New Medical Director for Austin/Travis County
EMS union expresses enthusiasm for Mark E. Escott hire
Austin and Travis County have themselves a new medical director. On Friday, City Manager Marc Ott announced the hiring of Dr. Mark E. Escott, currently the director of the Division of the Emergency Medical Services/Disaster Medicine at Baylor College of Medicine in Houston. He's set to take over for acting Medical Director Dr. Mark Ackrell as of Sept. 1.
Escott (who also works as an assistant professor of emergency medicine and directs Baylor's EMS Collaborative Research Group and EMS Fellowship program) assumes a position that's come under scrutiny of late, largely due to the work of former Medical Director Dr. Paul Hinchey, who resigned last June to take a job in the private sector with Evolution Health after six years on the job. Though never admitted publicly, conversation around ATCEMS circles suggests that Hinchey left in the wake of mounting pressure from the Austin-Travis County EMS Employee Association, which objected to many of his practices.

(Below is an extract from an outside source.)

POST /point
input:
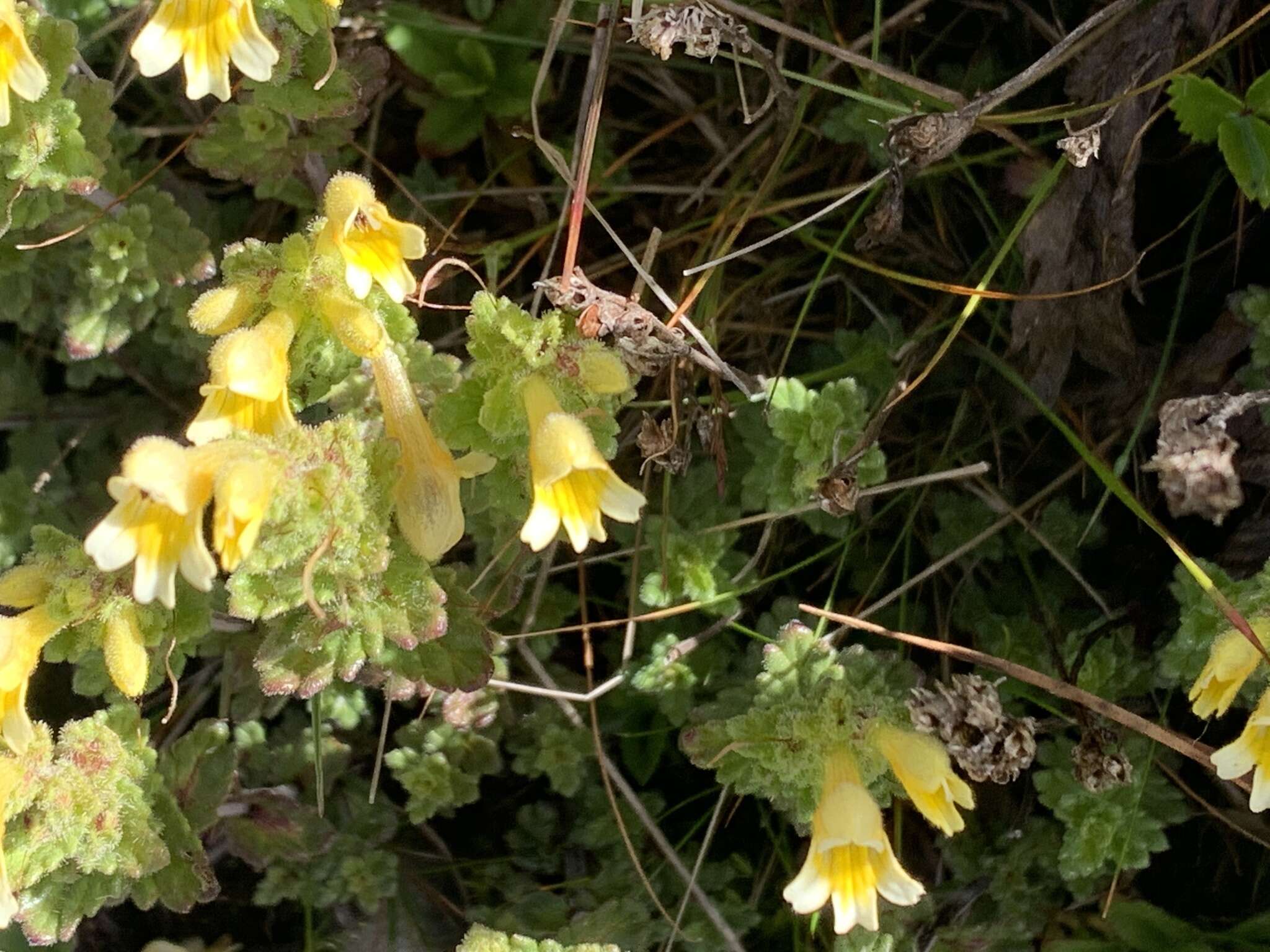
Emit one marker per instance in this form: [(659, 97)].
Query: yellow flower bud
[(353, 324), (248, 391), (426, 494), (22, 639), (375, 245), (126, 659), (221, 310)]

Specifically, in 2012, Hinchey implemented a change to ATCEMS' staffing model to make ambulances once staffed by two paramedics instead be staffed by one paramedic and one emergency medical technician (EMT) – a model that emergency medical services around the country employ but was never the preferred practice in Austin-Travis County, where two paramedics would staff each ambulance.
Hinchey also had a propensity for decertifying paramedics and technicians who he believed violated prescribed standards – that is, he could revoke their medical credentials and make it such that they couldn't work on ambulances. The practice was highly scrutinized by staff and public safety advocates alike, yet came with no official oversight. Hinchey – as the chief overseer of all clinical care throughout the entirety of the county's EMS systems – had full power to revoke any license he saw fit, and did not have to face any type of appeal process. (See "High Stress at EMS," May 8, 2015, for more on Hinchey's methods.)
Though it wasn't explicitly agreed upon with the union, ATCEMSEA President Tony Marquardt doesn't expect to see those same types of practices carry over to Escott's reign. In fact, Marquardt told the Chronicle on Friday, the incoming MD has been sympathetic to the union's issues in the past. In 2012, as the union was negotiating a new meet-and-confer agreement with the city and lamented certain practices with ATCEMS executives and Hinchey, the ATCEMSEA took a team of delegates on an interview tour to meet with three other medical directors around Texas. Escott, at the time the MD in Montgomery County, was among those who met with the union. Marquardt described him as being "very useful" to the process, and sympathetic to the concerns that arise when medical directors demonstrate a propensity for decertifying medics whenever they see fit. He said Escott "has the closest background of the known [applicants] to what the city has currently."
All told, the process to permanently replace Hinchey took a year and two acting medical directors. (Dr. Jose Cabanas assumed the role upon Hinchey's Sept. 2 departure but left later that fall.) Marquardt reports that he wasn't kept updated on the search until receiving a late May email inviting him to participate in the interview process after the field of candidates had been whittled down to four from an initial pool of 37.